Is RFID Tagging Dead in Consumer Packaged Goods Retailing?
July 26, 2011
Dan Gilmore, Editor of Supply Chain Digest, asks, “Has there been anything much stranger in the supply chain than the tale of RFID in the consumer packaged goods to retail supply chain?” [“RFID in CPG to Retail – What Really Happened?” 10 March 2011] He continues:
“The journey has been from visions of supply chain transformation to now, literally, the concept being at a near dead standstill – though there is clearly a connection to today’s very lively efforts with RFID for ‘item-level’ apparel. It’s worth exploring what happened, and why.”
Despite the stagnation noted by Gilmore, researchers and companies continue to work on RFID technology. For example, Ben Coxworth reported on an RFID device “developed at Spain’s Public University of Navarre (UPNA ).” [“Wireless sensors could aid shipping industry,” Gizmag, 2 June 2010]. Coxworth continues:
“If you were shipping, say … a cargo container of pineapples from Hawaii to Poland, you would probably want to know what was happening to those pineapples along the way. For instance, were they allowed to get too hot or too cold? Did they clear customs? Did they follow the planned route? Using wireless radio frequency identification sensors recently developed at Spain’s Public University of Navarre (UPNA ), you could know all these things and more, in real time. The sensors and their data network have been in development since 2007, when a consortium of corporations and research facilities was established to develop the technology. A member group of that consortium, Navarre-based TB-Solutions, called upon UPNA to develop the software. Now, prototype sensors have been created and put to the test inside containers at the Port of Valencia. … TB-Solutions made a point of installing security mechanisms in the system, so that outside parties can’t intercept the data as it’s being transmitted. As far as they know, theirs is the only such system to offer this feature.”

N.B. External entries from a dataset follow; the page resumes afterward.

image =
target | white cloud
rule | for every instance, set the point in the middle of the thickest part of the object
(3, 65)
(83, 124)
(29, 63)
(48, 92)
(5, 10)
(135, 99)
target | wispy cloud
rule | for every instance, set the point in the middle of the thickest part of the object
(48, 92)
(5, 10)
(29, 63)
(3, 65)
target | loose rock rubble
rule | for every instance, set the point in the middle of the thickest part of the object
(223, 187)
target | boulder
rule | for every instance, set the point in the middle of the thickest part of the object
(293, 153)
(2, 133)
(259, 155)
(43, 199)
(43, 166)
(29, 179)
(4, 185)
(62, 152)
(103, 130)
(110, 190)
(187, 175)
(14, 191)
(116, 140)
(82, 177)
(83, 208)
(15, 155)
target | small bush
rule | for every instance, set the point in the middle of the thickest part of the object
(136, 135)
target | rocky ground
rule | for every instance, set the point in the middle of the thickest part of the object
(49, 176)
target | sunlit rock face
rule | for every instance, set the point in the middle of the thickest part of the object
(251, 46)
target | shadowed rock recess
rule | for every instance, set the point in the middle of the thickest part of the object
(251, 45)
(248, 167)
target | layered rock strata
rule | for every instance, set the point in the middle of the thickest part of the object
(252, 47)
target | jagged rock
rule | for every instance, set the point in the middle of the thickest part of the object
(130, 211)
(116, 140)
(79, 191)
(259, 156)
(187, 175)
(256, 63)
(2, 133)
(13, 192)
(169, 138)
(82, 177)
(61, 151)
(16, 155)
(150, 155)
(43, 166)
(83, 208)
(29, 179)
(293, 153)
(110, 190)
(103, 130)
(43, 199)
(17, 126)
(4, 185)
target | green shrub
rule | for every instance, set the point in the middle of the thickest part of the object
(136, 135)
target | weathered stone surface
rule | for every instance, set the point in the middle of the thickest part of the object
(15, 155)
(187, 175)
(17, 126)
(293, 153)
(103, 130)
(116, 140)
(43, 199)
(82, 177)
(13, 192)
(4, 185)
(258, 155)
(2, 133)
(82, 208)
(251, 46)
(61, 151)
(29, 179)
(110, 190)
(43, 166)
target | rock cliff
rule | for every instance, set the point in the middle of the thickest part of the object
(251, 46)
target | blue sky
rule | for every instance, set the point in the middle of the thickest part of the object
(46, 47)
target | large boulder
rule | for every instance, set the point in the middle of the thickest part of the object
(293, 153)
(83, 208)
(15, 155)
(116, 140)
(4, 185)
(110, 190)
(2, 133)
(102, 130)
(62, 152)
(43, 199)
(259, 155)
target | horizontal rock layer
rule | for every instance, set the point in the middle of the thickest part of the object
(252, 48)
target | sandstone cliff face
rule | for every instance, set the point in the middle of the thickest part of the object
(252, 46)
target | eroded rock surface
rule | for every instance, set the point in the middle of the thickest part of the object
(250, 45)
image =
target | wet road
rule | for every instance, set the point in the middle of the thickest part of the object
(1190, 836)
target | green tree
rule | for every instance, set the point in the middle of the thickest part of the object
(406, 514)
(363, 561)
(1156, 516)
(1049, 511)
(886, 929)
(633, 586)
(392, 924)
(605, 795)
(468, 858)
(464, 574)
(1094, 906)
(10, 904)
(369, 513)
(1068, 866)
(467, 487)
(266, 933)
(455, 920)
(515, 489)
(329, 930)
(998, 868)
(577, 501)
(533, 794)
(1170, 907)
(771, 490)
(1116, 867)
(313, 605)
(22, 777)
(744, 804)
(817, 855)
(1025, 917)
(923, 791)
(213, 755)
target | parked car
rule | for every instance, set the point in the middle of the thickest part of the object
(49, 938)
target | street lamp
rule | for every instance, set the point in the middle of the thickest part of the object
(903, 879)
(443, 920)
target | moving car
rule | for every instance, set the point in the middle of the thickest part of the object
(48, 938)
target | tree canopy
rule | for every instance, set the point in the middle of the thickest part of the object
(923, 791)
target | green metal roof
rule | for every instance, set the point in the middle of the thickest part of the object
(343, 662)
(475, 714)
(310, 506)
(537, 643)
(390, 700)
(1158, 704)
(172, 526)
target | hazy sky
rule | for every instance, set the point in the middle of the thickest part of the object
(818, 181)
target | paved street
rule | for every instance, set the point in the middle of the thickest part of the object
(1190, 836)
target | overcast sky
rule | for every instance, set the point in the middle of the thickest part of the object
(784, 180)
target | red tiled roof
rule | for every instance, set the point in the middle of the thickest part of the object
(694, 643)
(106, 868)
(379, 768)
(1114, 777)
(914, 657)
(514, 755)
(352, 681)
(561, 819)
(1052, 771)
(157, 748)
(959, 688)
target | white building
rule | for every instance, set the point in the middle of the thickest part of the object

The benefits of RFID technology are generally understood; so we find ourselves returning to Gilmore’s question about why the technology has not found greater acceptance. While the simple answer is RFID tags still cost too much, Gilmore believes there are other reasons as well. He summarizes his thoughts this way:
“1. CPG companies and WalMart did not do enough ‘hard math’ to really understand the returns before making substantial investments in RFID. Other retailers sat back and let WalMart do the ‘dirty work.’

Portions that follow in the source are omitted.